Oh hai, Dansby. (Pic: Jace Lumley/Express)
Forbidden Love is a Cubs DNA series where our staff waxes poetic about a player on a team other than the Cubs. Maybe even one you think they should hate. In this installment, Staci blesses us with some Valentine's Week musings on Atlanta Braves shortstop Dansby Swanson.
Happy Valentine's Week, lovely Cubs DNA readers! Usually my Forbidden Love musings are about a player that is a warrior on the field, or whose personality or contributions to the game or charitable activities are renown league-wide. This week, I'm dedicating this space to something purely shallow.
He waved at me, you guys!
It's not like I doubt Dansby is a nice person. He seems like a lovely young Southern man who probably has a Mamoo he visits whenever he goes home to Georgia. He probably calls and talks to his mama every few days and respects his dad Cooter immensely.

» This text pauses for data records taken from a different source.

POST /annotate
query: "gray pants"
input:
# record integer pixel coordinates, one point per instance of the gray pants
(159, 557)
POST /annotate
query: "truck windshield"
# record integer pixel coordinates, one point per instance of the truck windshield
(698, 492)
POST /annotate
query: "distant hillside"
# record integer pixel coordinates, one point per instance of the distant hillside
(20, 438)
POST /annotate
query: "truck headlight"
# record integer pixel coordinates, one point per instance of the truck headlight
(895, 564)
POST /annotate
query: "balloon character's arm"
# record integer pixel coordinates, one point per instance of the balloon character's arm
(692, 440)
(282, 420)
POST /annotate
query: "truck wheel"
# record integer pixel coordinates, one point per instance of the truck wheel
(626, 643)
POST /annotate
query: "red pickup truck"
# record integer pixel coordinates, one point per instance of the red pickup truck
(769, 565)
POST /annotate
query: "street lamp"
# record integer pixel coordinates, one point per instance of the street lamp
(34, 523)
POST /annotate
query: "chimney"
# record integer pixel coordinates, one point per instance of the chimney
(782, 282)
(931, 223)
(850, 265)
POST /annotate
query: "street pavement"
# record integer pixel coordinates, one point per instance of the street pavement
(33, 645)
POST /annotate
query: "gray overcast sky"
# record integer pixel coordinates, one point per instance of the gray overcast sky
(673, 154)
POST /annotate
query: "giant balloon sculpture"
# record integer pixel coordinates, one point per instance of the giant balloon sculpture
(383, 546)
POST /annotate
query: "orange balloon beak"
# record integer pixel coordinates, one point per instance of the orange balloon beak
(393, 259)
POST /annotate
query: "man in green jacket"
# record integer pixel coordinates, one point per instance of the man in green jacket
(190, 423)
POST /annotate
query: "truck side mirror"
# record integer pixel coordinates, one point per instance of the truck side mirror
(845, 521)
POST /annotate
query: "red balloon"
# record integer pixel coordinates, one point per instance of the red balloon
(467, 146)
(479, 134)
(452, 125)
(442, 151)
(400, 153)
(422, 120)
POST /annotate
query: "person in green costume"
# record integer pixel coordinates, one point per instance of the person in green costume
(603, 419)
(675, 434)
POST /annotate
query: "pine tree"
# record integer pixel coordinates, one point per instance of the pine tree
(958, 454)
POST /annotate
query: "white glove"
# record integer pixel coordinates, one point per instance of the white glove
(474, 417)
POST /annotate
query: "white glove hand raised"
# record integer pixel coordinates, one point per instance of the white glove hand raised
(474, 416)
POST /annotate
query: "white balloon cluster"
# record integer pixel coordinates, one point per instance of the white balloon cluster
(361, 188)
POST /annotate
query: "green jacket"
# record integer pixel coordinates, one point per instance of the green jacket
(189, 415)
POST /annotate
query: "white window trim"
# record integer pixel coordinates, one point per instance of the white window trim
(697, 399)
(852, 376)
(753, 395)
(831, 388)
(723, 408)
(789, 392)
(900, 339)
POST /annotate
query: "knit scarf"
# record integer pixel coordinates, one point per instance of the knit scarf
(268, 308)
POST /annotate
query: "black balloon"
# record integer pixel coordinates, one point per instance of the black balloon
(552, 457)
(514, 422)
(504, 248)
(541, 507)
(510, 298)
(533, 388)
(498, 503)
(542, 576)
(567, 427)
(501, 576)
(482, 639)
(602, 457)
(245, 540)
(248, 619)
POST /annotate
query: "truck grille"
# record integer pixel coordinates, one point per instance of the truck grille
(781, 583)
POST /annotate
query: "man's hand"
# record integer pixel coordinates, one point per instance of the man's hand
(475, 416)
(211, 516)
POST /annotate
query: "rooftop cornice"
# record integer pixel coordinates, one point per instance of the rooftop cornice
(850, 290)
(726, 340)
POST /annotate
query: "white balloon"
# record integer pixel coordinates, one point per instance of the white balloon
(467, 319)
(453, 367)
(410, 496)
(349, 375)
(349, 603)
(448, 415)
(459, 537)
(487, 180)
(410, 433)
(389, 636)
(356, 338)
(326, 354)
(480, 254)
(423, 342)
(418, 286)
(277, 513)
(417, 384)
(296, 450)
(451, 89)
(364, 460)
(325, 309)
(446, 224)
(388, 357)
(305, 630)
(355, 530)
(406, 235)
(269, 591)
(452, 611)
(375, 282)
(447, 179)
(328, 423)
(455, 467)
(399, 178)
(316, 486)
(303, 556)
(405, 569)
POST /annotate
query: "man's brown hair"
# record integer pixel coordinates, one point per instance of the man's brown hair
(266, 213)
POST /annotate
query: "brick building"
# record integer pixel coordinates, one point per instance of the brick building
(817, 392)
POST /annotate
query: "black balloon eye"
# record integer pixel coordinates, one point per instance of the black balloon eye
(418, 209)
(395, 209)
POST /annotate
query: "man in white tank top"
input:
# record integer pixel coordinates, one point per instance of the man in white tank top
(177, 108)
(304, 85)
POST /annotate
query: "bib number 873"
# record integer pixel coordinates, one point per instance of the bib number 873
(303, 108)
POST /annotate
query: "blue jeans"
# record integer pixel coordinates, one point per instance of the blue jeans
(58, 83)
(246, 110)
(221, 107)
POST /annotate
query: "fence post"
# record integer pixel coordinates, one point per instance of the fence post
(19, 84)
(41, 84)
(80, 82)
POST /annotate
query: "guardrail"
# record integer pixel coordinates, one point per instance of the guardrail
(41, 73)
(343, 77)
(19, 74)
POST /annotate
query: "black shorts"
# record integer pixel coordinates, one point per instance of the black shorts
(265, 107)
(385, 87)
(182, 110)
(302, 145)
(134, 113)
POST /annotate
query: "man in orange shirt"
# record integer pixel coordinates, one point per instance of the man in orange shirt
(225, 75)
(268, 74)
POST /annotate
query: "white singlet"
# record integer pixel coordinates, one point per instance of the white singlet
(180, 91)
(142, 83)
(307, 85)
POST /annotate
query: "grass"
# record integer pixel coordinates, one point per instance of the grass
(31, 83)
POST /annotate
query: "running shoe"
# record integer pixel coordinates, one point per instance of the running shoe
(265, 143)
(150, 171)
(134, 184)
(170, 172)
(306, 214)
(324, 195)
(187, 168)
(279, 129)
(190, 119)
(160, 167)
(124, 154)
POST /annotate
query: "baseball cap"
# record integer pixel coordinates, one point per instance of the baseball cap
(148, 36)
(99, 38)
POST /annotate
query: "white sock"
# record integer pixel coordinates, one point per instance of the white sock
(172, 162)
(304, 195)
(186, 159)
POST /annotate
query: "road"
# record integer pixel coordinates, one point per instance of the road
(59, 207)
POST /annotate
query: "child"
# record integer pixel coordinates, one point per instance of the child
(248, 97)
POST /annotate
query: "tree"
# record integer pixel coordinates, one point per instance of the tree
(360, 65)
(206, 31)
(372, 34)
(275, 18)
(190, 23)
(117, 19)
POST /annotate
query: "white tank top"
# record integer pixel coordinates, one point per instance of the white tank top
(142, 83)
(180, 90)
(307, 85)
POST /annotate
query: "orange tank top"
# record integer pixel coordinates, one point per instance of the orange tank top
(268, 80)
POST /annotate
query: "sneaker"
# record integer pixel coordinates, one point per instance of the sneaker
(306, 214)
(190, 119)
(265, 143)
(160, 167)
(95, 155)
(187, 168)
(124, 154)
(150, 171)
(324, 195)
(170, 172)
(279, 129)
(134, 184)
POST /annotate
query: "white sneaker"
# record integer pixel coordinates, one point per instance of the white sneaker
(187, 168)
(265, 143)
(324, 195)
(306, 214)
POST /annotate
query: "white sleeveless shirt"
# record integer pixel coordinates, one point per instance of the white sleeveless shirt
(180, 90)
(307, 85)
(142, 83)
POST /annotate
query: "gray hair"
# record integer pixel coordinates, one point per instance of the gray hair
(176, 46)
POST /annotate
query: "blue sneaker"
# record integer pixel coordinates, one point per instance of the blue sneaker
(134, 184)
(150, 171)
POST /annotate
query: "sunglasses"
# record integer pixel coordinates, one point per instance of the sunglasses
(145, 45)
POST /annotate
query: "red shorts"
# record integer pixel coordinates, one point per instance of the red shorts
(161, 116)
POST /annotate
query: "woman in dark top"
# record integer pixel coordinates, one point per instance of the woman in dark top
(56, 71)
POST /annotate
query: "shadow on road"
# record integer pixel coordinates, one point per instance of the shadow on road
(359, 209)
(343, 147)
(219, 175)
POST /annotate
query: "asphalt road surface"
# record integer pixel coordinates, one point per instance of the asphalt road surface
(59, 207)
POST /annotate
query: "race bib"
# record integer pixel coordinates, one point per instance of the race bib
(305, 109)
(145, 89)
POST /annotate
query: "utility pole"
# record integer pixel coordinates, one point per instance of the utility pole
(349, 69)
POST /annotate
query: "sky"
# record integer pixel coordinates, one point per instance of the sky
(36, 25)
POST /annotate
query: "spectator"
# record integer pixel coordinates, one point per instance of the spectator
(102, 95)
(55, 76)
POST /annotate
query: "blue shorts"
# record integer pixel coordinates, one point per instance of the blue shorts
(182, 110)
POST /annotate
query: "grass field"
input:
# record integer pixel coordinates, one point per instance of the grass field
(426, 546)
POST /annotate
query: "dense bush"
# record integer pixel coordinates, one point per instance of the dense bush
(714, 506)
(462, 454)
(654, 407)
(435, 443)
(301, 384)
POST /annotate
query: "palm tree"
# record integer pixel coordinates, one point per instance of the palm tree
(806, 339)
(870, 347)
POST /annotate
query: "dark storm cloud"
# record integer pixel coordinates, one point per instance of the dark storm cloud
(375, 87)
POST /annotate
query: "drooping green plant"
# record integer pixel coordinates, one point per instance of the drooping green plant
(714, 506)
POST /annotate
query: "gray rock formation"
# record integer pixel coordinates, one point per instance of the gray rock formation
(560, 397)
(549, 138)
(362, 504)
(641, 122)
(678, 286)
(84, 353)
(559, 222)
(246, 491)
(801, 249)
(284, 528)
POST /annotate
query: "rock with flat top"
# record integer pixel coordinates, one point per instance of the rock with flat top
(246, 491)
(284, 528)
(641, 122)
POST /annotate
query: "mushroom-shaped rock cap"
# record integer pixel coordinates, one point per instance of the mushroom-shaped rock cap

Dansby isn't what you'd call an elite baseball player, though, but for our purposes today his career .245/.318/.385 slash line and 81 wRC+ will do just fine. Why? We'll, just watch this video and tell us that his accent isn't the most adorable thing you've heard all day.
If men with fabulous flows are your thing, forget Bryce Harper--Dansby has, hands down, the best hair in MLB. It's thick, it's shiny, and it looks like you could literally get lost in it for the better part of the baseball season. You know, if that's your thing.
I confess--it is very much my thing.
And yes, much like our beloved Sparkles (and he is still BELOVED and still OUR Sparkles, THANKYOUVERYMUCH), Dansby also did some modeling for Express, with some extremely handsome results.
The Braves were so impressed with what they cultivated in Dansby that they even tried to convince us that Charlie Culberson was a successful Dansby doppelgänger. Which... yeah, I'm not quite buying it.
The Braves DFA'd Culberson in December, and it was just as well--the original Dansby is the only one we need.